We are grateful for Marie-Puck Broodthaers’ assistance in preparing this catalogue entry.
The iconic shrewdness of Marcel Broodthaers’ pioneering work has cemented his reputation as a skilled champion of language, literature and material form. His diverse oeuvre demonstrates his artistic mastery across a wide array of mediums, utilising techniques of assemblage to create multi-disciplined provocative films, books, word-works, photographs, installations and slides. Having been an antique book dealer, student chemist, museum tour guide and poet, Broodthaers’ work seeks to communicate various factions of Europe’s rich artistic and cultural history through a metonymic visual syntax, whereby the viewer attributes their own cultural memories to that in front of them.
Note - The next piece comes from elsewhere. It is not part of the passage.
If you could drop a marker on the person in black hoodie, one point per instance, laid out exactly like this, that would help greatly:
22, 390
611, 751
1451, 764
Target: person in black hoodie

The present work, Lampe Bleu et Chaise, is exemplary of Broodthaers' layering of mediums and celebration of mixed media. The work was included in Broodthaers’ seminal 1980 Tate exhibition, the artist’s first posthumous retrospective which sought to contextualise and amass works from his larger artistic output, becoming an essential source when examining the work of the artist. Commencing his iconic four-year ‘Musée d’Art Moderne, Départment des Aigles, Section…’ series in 1968, the present work was executed at the end of the sixties, during the artist’s busiest period when he realised some of his most celebrated artistic achievements, which subsequently shaped the cultural landscape of European art for the twentieth century.
In Lampe Bleu et Chaise the orchestrated scene creates an atmosphere heavy with meaning and loaded with cultural memory, while the objects maintain their formal usage. Despite its presentation as an artwork, the chair remains a simple folding garden chair and the lamp a common household object. The inside of the shade, daubed with letters of the alphabet, rests poised upon the floor, denied its usual suspension, as its electrical cord and redundant socket curl snake-like on the floor. Broodthaers rejected that his array of selected materials were simply ‘objet trouvé’ as celebrated in the works of Marcel Duchamp. Broodthaers’ everyday items were not just found, rather selected for their slick aesthetic quality (Marcel Broodthaers, exh.cat., Tate, London, 1980, p.18). Instead of propagating that objects should represent or symbolise a particular idea or notion, Broodthaers’ placement of his subjects refers instead to our more general associations with objects; he draws upon collective linguistic and literary European cultural history. For example, a cat may remind us of Alice in Wonderland or the works of Edward Lear, and an egg shell may make us recall childhood or domestic memories and, at the same time, explore the fragility of nature. It is precisely these norms and structures which dictate our decisions and the familiarity which curves our reactions to that in front of us that Broodthaers both challenges and celebrates with a biting wit. Characteristically utilising both language and form, Broodthaers’ Lampe Bleu et Chaise channels the poesy and ambiguity so celebrated in his artistic vocabulary.